Making connections: Bristol academics at UK-Japan smart grids workshop

Making connections: Bristol academics at UK-Japan smart grids workshop

Researchers from the University’s Centre for Communications Research (CCR) visited Osaka, Japan recently to present details of the UK’s progress on ‘smart energy’ to the UK-Japan Smart Grids and Smart Communities Workshop.

The event, organised by the British Consul for Science and Technology and supported by UK Trade & Investment , was opened by Lord David Howell, Foreign Office Minister, who highlighted the global challenges concerning efficient energy usage and the role of ’smart’ technologies in addressing them.
The term ‘smart grid’ refers to the complete system that uses information and communication technology (ICT) to manage the entire electric energy chain, from generation to consumption. It is hoped that research will contribute to significant savings against the projected 200-250 billion expenditure for upgrading the UK’s national electricity grid in the next 10-15 years.

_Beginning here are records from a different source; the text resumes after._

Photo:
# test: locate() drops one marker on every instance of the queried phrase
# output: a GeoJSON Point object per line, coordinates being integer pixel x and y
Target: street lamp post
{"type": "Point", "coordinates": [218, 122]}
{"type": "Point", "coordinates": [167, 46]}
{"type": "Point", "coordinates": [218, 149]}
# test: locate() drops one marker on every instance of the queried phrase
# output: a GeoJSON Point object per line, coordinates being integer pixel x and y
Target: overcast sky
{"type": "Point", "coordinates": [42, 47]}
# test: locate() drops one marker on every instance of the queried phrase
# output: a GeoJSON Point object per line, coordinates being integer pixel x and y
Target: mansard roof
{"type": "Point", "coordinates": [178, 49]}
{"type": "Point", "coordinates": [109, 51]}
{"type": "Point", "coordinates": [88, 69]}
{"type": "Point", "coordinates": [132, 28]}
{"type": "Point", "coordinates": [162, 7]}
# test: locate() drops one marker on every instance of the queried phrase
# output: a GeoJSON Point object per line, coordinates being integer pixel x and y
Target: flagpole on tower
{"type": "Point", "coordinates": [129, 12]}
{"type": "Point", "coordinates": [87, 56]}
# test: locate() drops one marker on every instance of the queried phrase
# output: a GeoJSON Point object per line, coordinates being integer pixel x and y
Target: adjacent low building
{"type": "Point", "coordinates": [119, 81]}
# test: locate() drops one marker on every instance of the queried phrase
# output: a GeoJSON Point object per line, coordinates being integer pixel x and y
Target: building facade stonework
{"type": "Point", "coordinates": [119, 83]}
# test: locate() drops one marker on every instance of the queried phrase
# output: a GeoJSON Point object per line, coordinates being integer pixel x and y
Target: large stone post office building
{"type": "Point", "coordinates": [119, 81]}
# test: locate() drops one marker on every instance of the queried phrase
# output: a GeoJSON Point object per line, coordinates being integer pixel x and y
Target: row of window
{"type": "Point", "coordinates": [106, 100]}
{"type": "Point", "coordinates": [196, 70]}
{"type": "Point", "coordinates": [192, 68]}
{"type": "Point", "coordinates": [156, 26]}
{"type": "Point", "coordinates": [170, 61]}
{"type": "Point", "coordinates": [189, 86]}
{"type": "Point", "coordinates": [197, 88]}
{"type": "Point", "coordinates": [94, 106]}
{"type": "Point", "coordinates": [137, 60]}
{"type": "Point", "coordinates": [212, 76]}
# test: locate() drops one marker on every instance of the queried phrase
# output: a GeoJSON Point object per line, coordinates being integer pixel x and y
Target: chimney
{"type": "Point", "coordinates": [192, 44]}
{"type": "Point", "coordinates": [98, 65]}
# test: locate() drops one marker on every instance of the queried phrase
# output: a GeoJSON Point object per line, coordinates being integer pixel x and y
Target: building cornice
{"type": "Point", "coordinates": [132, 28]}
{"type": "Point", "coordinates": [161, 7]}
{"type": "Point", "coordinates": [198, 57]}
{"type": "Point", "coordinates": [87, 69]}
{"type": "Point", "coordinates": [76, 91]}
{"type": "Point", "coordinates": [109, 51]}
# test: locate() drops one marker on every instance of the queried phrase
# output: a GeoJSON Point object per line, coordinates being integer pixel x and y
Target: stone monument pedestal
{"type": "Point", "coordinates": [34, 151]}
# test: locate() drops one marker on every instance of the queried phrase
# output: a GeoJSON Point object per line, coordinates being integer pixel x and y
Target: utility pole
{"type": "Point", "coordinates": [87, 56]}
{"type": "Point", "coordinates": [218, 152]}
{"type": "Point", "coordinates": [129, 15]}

The electricity grid is probably the largest distributed ’machine’ in the UK. Until now, it has been managed centrally, and high reliability and availability is only achieved by significant - and increasingly expensive - overprovision. The smart grid proposals would change the current supply model from a demand-led one, to one where various processes actively manage the demand so that it follows the available generating capacity. This is particularly important in view of the significant forecasted use of renewable energies, such as solar, wind or tidal power.

Professor Joe McGeehan of the CCR outlined the challenges of designing, test and standardising components that will produce an integrated smart metering and grid management system in ways that meet energy network requirements, while protecting the security and privacy of the consumers.

Researchers in the CCR, in collaboration with EDF Energy, EDF R&D, BT and Digital Living, have been developing large-scale simulation platforms to understand the interactions that arise when such a large system is put in place (a project, entitled CLEVER, which follows on from the EU ETHOS project (1996), in which the CCR initially investigated smart metering). Dr Dritan Kaleshi reported on the work of the project team and invited collaborators to use the platform for testing different deployment scenarios for smart metering and smart grid energy management algorithms.

The project team hopes to organise a similar workshop in Bristol with a view to inviting further collaborators from local industry and Bristol City Council.